In this era of treating schizophrenic and delusional patients with a primarily antipsychotic drug oriented approach, a more thorough exploration of the meaning to the patient of his psychosis―with judicious antipsychotic use, when indicated―leads to internal character and external behavioral change that is far more lasting than with antipsychotic use alone. With such a psychodynamic approach, some of these previously chaotic, disturbed and heavily medicated people were able to understand the symbolism and the origin of their psychotic productions and go off antipsychotic medication altogether.
Treating the 'Untreatable' provides an overview of the chaotic world of the schizophrenic or delusional patient, a history of intensive psychotherapy with such patients, and thirteen case histories demonstrating varying degrees of recovery, healing and cure.
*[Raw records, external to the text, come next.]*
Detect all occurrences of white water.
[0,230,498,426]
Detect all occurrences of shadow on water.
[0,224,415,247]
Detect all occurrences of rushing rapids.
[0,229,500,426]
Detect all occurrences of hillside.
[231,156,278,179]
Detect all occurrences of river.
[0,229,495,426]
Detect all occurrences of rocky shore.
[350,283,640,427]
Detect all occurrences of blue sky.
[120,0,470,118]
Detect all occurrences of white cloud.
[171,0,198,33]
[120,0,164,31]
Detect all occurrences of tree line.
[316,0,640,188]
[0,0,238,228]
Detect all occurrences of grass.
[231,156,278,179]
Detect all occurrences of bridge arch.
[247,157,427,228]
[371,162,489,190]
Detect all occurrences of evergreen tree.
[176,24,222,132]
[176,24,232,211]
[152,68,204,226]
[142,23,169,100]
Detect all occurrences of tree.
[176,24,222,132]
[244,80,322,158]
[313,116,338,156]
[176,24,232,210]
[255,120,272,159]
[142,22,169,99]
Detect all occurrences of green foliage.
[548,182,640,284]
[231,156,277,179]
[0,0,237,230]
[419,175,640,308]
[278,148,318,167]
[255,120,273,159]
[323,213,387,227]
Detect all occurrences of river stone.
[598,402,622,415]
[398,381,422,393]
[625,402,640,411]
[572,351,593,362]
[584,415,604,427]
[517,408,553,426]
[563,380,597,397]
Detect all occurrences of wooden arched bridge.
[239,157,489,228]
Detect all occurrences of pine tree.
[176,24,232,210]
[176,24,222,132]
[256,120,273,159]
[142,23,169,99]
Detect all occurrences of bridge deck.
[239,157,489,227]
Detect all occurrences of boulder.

Some of the patients were able to integrate delusional systems that had persisted for many years and give up previous extensive antipsychotic medication, as they understood and worked through psychological issues underlying their psychotic orientation.
Treating the’Untreatable’ offers compelling stories for the general reader and teaching tales for students and mental health practitioners who want to work in the realm of madness. These clinical cases demonstrate the efficacy of an intensive psychotherapy of schizophrenia and delusional states, combined with the judicious use of antipsychotics. These tales show that even seemingly "untreatable" and "hopeless" psychotic patients may recover and heal in the course of an inquiring psychodynamic psychotherapy aimed at understanding and working through the symbolic meaning of his or her hallucinations, delusions and bizarre thoughts and actions. Such an approach has led to some maintaining their gains for decades.
Treating the 'Untreatable' ultimately questions why patients who responded to an insight oriented psychotherapy were previously viewed as 'untreatable' and given high doses of antipsychotic medication. In addition, the book talks about some of the factors that have led the field of psychiatry to pursue a primarily antipsychotic medication approach in patients so disturbed, rather than integrating a potentially healing dynamic psychotherapy into one's therapeutic armamentarium.